How to compute the likelihood function based on kernel density estimation results?

Hi, I have been working on a simple recursive bayesian update example. The idea is to keep update my model whenever new observations come in and it can be from different distributions. Given some historical data z_1, z_2,\ldots z_k, I am interested in the following thing given a new observation z_{k+1}:

p(z_1, z_2, \ldots. z_{k+1} \propto p(z_{k+1} | x) p(x|z_1, \ldots z_k)

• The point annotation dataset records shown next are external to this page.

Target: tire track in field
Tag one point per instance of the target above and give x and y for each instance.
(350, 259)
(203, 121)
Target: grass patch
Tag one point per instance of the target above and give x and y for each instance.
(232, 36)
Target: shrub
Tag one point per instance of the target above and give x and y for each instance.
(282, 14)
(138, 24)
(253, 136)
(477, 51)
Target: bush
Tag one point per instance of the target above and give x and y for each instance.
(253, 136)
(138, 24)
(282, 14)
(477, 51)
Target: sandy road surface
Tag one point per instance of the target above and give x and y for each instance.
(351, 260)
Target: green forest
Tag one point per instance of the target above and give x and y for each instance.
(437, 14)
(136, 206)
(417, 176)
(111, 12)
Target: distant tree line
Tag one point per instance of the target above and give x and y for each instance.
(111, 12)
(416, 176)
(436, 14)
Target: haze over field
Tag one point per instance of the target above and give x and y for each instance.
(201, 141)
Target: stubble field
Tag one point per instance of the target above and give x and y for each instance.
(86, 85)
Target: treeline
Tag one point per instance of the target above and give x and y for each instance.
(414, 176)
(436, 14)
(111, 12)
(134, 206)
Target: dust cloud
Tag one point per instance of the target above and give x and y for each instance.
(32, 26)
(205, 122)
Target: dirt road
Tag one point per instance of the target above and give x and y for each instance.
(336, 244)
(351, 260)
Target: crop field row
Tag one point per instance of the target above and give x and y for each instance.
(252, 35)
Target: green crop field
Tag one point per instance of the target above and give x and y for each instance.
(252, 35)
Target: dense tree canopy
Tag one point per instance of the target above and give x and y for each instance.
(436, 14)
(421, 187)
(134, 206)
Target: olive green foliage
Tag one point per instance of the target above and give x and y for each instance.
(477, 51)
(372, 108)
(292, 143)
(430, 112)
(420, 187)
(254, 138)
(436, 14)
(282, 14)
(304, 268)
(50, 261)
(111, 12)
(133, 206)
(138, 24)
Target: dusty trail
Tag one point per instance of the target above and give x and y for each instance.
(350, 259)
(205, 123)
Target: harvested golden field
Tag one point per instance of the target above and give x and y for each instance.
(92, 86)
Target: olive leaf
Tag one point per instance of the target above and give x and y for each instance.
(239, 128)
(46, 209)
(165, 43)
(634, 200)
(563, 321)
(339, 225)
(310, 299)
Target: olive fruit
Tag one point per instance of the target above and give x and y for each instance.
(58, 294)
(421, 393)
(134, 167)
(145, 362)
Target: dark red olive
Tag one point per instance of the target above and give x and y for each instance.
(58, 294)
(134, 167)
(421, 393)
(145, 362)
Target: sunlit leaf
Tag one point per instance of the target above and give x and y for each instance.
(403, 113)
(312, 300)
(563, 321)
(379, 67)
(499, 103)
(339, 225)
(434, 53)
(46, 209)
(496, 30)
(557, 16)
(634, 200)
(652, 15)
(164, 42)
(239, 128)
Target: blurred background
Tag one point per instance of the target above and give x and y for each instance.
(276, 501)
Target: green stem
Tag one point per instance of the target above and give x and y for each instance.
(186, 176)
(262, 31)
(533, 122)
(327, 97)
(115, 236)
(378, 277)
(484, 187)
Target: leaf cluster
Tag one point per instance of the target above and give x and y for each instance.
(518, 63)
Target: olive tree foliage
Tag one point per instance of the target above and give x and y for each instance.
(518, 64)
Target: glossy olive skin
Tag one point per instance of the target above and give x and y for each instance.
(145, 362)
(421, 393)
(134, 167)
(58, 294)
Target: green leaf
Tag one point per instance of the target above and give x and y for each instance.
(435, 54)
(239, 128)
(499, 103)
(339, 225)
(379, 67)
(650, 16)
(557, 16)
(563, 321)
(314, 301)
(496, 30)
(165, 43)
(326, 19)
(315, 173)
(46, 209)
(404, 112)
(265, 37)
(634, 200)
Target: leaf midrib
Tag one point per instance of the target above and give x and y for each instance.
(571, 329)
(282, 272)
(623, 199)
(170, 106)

Where p(z_{k+1} | x) is the likelihood function with mean value at z_{k+1} while
p(x|z_1, \ldots z_k) is prior.

So the first step I am trying to figure out is how to write a custom likelihood function based on the results from Kernel density estimation.

Here is my code:

# 50 samples from N(20,2). Lets assume this is our historical data 
s1 = np.random.normal(20, 2, 50)

# This is the custom prior from the tutorial that makes me be able to learn the prior from KDE results

def from_posterior(param, samples):
    smin, smax = np.min(samples), np.max(samples)
    width = smax - smin
    x = np.linspace(smin, smax, 100)
    y = stats.gaussian_kde(samples)(x)
    x = np.concatenate([[x[0] - 3 * width], x, [x[-1] + 3 * width]])
    y = np.concatenate([[0], y , [0]])
    return Interpolated(param, x, y)

# Here is my own likelihood function
samples = s1
smin, smax = np.min(samples), np.max(samples)
width = smax - smin
kde = stats.gaussian_kde(samples)
x = np.linspace(smin, smax, 100)
y = kde(x)
x = np.concatenate([[x[0] - 3 * width], x, [x[-1] + 3 * width]])
y = np.concatenate([[0], y , [0]])
m = np.sum(x* y/np.sum(y))


def likelihood(samples, m, mu, x):
    kde = stats.gaussian_kde(samples)
    l = kde(x - m + mu) 
    return l

# pymc3 sampling. Given a new observation, say s1[0] again for simplicity purpose, I want to update my posterior. That is to say 
#p(x|z_1,…z_{k+1})  =  p(z_{k+1| x} p(x| z_1,…z_k}
#Where p(x| z_1,…z_k} is prior and p(z_{k+1| x}  is likelihood function.  The resson why I do x-m +mu in my likelihood function is to make sure my likelihood function’s expected value is at the observed value.

basic_model = Model()
with basic_model:
    mu = from_posterior("mu", s1)
    #Y_obs = Normal("Z", mu = mu, observed = s1[0])
    Y_obs = pm.Potential("observed likelihood", likelihood(s1, m, mu, s1[0]))
    trace = sample(1000)

I always got error like

Traceback (most recent call last):
File “”, line 4, in
File “”, line 3, in likelihood
File “/Library/Frameworks/Python.framework/Versions/3.9/lib/python3.9/site-packages/scipy/stats/kde.py”, line 241, in evaluate
output_dtype = np.common_type(self.covariance, points)
File “<array_function internals>”, line 180, in common_type
File “/Library/Frameworks/Python.framework/Versions/3.9/lib/python3.9/site-packages/numpy/lib/type_check.py”, line 764, in common_type
raise TypeError(“can’t get common type for non-numeric array”)
TypeError: can’t get common type for non-numeric array

But if I remove the kde(x-m+mu) line it will get rid of the error.
Can anyone give me some hints about this issues? Or any other suggestions working on similar problem is appreciated as well.

1 Like

Welcome!

This error likely results from passing tensor arguments to stats.gaussian_kde() which doesn’t know what to do with the data type. That’s why the example uses pm.Interpolated to reconstruct the parameters and then uses a full-fledged pymc distribution (e.g., pm.Normal) for the observed parameter. Is there something in that example that isn’t what you need?

1 Like

The from_posterior indeed works for any prior. However, I am not sure how to use it on the likelihood computation. We need observed part and unobserved part (this can be solved by using the pm.potential) but the return value is a number which is not same as the one returned by the Interpolated

For example, this example:
https://discourse.pymc.io/t/how-to-set-up-a-custom-likelihood-function-for-two-variables/906
provided a good answer how to use any blackbox likelihood function but it does not cover the case that computes the likelihood function based on some empirical density function estimated by KDE.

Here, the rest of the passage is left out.